I will attach some more pics


----------



## Neecy (Jul 20, 2014)

So cute!! If I had a female I would name her Polly or Izzy. That's the only names I can think of right now. 

Sent from my SAMSUNG-SGH-I927 using Tapatalk 2


----------



## lisaj (Mar 29, 2013)

Sooooooo gorgeous  I think she looks like a Maisie x


----------



## Lindor (Feb 3, 2014)

She's lovely! How 'bout Bonnie.


----------



## Tinman (Apr 23, 2013)

Gorgeous, I do like bonnie 
She also,reminds me of mazz's & walnuts poppy x


----------



## elsacockapoo (Sep 11, 2014)

I like Betsy or Dolly x


----------



## fairlie (Sep 7, 2013)

I like Bonnie, she is soooo sweet!


----------



## 2ndhandgal (Aug 29, 2011)

I love her white tips


----------



## RuthMill (Jun 30, 2012)

She looks like a Poppet, or a Sally, or a Mildred!


----------



## Cat 53 (Aug 26, 2012)

Socks.....well it's different. She looks adorable. Love her contrasting little white bits.


----------



## catherine (Aug 22, 2014)

Her on the car ride home awhh. She thinks it's playtime all the time haha. She's in the kitchen now sleeping but she'll soon wake up and cry  i feel bad for leaving her alone


----------



## catherine (Aug 22, 2014)




----------



## Marzi (Sep 17, 2012)

Smorgeous gorgeous 
Lizzie says Minx
I like Bea, Tink or Bonnie.
Keep the pictures coming.


----------



## catherine (Aug 22, 2014)

She's fascinated by the washing machine


----------



## Tinman (Apr 23, 2013)

Any decisions on names yet??
I see Bonnie has cropped up several times?? X


----------



## catherine (Aug 22, 2014)

Tinman said:


> Any decisions on names yet??
> I see Bonnie has cropped up several times?? X


Nope not yet.

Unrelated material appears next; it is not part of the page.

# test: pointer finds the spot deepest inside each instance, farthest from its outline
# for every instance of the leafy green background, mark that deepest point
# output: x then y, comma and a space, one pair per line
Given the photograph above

I quite like the name Bonnie but it doesn't really seem right. My friend has been calling her Belle which is quite cute. Baby Belle


----------



## RuthMill (Jun 30, 2012)

How about Sally? She looks like she needs a human lady name old style 

Sally
Betty
Nora
Hilda
Olive
Sadie
Florrie
Annie
Bessie
Ethel
Mabel
Martha
Judy

I go could on all night!


----------



## Mazzapoo (Jul 28, 2013)

I was going to say Socks! Here's Poppy as a speck giving the evil eye, your little 'un looks a lot less malevolent


----------



## dsnth (Jan 21, 2014)

Oh she is lovely, I quite like Bess.

Enjoy while they are so little, they grow so so fast


----------



## Lottierachel (Mar 3, 2013)

I like belle  I also like:

Lily
Ginny 
Poppy
Lottie
Nellie 
Pippa
Pippin
Ruby
Hazel 
Polly 
Dolly
Maggie

Oooh name choosing is exciting


----------



## Lottierachel (Mar 3, 2013)

RuthMill said:


> How about Sally? She looks like she needs a human lady name old style
> 
> Sally
> Betty
> ...


Love Mabel and Martha!


----------



## catherine (Aug 22, 2014)

Love all the names! I think we're sticking with Belle though. I've nicknamed her stinkers


----------



## spoodle45 (Sep 18, 2014)

how big is it supposed to grow?


----------



## catherine (Aug 22, 2014)

spoodle45 said:


> how big is it supposed to grow?


Her parents were both quite big for their breeds so she might be a bit bigger than an average cockapoo but I'm not sure. I suppose just a bit smaller than a cocker spaniel.


----------